My piano has a rather loud tone to which my people object, and urge me to play with the soft pedal. I use it most of the time, but am afraid now to play without it. What would you advise?
If a soft touch and sound are liked, have the mechanism of your piano changed at the factory. I found myself in the bad condition at one time that I could not play certain passages independently of the position of my foot on the soft pedal. Such is the strength of association that very soon a constant use of the soft pedal produces physical inability to play unless the foot is pressing the pedal.
[PRACTICE]
The Morning Practice On the Piano
In resuming my studies in the morning what should I play first?
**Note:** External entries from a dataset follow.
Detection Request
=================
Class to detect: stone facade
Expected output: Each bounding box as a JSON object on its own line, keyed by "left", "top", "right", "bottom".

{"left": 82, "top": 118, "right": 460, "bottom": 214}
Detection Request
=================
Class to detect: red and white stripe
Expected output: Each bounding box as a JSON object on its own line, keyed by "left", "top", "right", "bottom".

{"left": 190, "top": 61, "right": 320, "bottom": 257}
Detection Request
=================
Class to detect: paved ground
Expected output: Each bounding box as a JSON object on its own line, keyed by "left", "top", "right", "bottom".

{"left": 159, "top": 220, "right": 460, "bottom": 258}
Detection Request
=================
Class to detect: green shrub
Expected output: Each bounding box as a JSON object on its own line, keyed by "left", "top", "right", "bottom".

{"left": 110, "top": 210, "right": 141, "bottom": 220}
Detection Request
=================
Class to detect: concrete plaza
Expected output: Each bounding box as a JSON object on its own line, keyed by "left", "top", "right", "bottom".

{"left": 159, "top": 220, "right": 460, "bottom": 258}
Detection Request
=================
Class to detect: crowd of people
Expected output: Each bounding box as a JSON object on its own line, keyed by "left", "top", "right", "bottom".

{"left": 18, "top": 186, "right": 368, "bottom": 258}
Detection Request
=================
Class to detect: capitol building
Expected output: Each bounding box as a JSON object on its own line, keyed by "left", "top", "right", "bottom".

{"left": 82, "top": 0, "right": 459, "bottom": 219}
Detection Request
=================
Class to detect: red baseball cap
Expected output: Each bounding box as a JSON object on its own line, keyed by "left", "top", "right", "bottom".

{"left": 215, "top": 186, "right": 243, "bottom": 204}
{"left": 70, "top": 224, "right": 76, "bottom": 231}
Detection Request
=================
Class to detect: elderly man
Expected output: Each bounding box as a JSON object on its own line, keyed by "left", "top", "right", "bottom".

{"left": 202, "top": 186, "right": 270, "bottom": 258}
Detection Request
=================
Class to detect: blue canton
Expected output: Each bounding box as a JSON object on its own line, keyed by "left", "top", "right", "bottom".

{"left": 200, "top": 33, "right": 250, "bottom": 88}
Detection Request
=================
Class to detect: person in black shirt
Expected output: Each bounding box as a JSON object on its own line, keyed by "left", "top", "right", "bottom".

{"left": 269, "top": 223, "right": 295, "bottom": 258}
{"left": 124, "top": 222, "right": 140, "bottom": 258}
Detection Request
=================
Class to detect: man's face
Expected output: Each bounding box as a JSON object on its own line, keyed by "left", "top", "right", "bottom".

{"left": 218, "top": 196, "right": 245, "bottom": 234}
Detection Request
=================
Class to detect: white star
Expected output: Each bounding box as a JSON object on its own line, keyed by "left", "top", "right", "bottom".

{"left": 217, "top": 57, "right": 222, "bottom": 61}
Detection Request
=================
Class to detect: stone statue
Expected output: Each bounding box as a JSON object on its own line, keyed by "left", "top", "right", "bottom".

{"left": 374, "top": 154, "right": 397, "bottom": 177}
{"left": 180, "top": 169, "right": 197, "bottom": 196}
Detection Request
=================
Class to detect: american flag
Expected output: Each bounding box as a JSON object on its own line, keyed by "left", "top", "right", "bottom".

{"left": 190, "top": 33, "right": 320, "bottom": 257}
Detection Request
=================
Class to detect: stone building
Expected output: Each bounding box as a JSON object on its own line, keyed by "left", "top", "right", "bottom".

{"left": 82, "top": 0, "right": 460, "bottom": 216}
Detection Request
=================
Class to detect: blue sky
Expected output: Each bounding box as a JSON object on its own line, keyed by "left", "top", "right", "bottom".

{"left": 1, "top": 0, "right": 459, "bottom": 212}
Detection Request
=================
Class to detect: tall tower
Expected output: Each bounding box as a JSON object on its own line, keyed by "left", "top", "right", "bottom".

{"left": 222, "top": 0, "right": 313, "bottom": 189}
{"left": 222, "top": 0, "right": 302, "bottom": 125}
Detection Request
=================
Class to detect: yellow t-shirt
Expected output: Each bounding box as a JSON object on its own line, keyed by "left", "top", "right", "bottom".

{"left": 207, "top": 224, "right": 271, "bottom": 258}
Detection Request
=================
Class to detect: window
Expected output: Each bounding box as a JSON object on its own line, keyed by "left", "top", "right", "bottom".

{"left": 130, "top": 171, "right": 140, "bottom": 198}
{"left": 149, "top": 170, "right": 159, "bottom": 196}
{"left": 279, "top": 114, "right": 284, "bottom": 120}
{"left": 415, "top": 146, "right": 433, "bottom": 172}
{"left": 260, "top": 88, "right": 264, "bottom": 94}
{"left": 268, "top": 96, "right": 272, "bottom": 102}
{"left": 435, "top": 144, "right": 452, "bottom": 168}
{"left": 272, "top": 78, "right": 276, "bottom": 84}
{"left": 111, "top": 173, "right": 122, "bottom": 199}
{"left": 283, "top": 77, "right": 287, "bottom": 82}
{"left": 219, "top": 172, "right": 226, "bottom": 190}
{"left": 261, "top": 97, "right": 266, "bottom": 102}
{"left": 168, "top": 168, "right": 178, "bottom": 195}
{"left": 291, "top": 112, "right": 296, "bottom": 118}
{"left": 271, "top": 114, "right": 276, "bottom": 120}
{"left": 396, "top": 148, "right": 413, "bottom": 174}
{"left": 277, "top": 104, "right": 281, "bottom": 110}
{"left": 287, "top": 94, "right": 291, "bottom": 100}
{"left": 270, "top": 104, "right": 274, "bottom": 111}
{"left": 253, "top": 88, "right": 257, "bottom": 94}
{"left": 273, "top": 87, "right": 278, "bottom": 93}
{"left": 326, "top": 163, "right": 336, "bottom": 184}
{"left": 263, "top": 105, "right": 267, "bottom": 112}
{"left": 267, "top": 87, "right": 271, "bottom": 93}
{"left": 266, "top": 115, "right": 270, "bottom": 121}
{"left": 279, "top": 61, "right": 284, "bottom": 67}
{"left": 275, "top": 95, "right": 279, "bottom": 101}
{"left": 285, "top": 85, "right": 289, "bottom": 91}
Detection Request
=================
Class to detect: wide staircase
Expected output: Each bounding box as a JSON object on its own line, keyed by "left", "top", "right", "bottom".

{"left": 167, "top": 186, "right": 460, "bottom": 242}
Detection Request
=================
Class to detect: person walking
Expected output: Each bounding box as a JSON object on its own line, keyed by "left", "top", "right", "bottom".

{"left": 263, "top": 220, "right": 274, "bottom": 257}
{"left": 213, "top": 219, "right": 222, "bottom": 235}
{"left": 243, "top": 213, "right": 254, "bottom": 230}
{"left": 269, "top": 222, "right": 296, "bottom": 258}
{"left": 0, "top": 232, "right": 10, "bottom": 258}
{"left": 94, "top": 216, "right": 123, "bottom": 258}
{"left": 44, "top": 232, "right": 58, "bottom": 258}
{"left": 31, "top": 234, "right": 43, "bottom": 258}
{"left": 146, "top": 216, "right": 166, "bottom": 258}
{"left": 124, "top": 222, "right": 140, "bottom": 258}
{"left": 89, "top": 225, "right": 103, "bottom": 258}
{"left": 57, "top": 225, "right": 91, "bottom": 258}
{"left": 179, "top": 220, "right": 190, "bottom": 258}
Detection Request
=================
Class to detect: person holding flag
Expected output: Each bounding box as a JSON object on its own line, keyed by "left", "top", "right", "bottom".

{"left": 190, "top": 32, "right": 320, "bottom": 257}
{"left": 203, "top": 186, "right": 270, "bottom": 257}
Begin with your technical work. Scales in all tonalities, each at least twice well rendered. First slowly, one after another, then somewhat quicker, but never very quickly as long as you are not absolutely sure that both hands are perfectly even, and that neither false notes nor wrong fingerings occur. To play the scales wrong is just as much a matter of habit as to play them right—only easier. You can get very firmly settled in the habit of striking a certain note wrong every time it occurs unless you take the trouble of counteracting the formation of such a habit. After these scales play them in octaves from the wrist, slowly and without tiring it by lifting the hand to a needless height. After this play either Czerny or Cramer, then Bach, and finally Mozart, Beethoven, Chopin, and so on. If you have the time to do it, play one hour in the morning on technical studies and use one hour for the difficult places in the works you are studying. In the afternoon play another hour, and this hour you devote to interpretation. I mean by this that you should now apply æsthetically what you have technically gained in the morning by uniting your mechanical advantages with the ideal conception which you have formed in your mind of the work you are studying.
Morning Is the Best Time to Practise
How much time should I spend on clearly technical study? I am practising three hours a day; how long should I practise at a time?
Purely technical work—that is, work of the fingers without the participation of mind and heart—you should do little or none, for it kills your musical spirit. If, as you say, you practise three hours a day I should recommend two hours in succession in the morning and one hour in the afternoon. The morning is always the best time for work. Make no long pauses in your work, for they would break your contact with the piano and it would take considerable time to reëstablish it. In the afternoon, after the major portion of your daily task is done, you may move with greater freedom, though even this freedom should be kept within proper bounds.